There are basic things you can do to mitigate or isolate damage in AWS and they either aren't doing it or have done it badly. Even if he couldn't convince the rest of the company that god-mode keys are bad, he still could have built out some basic infrastructure to track when and where they keys were being used from so red flags could be raised when some random IP address is being used to pull down several buckets.
If you read the article, his company does security research and found a vulnerability in Hotmail.

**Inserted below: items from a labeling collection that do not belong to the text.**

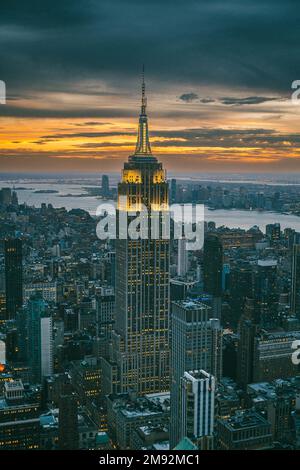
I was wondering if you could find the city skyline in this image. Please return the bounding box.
[0,0,300,173]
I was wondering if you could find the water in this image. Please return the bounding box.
[1,179,300,232]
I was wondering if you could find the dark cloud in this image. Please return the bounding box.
[179,93,199,103]
[0,0,300,96]
[220,96,278,106]
[199,98,215,104]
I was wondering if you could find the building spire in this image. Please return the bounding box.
[134,65,152,156]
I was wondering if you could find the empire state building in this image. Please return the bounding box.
[112,76,169,394]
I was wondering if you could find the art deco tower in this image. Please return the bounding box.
[112,70,169,394]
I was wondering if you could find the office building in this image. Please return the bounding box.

Plus he was using his company's email address.
> At this point, it was reasonable to believe that Wes was operating on behalf of Synack. His account on our portal mentions Synack as his affiliation, he has interacted with us using a synack.com email address, and he has written blog posts that are used by Synack for marketing purposes.
That's a big mistake. DO NOT EVER USE YOUR COMPANY EMAIL ADDRESS if you are doing this on your own. The employer has the right to know. Imagine using a company email address on Ashley.com. Yeah, plenty of people were embarrassed after that hack.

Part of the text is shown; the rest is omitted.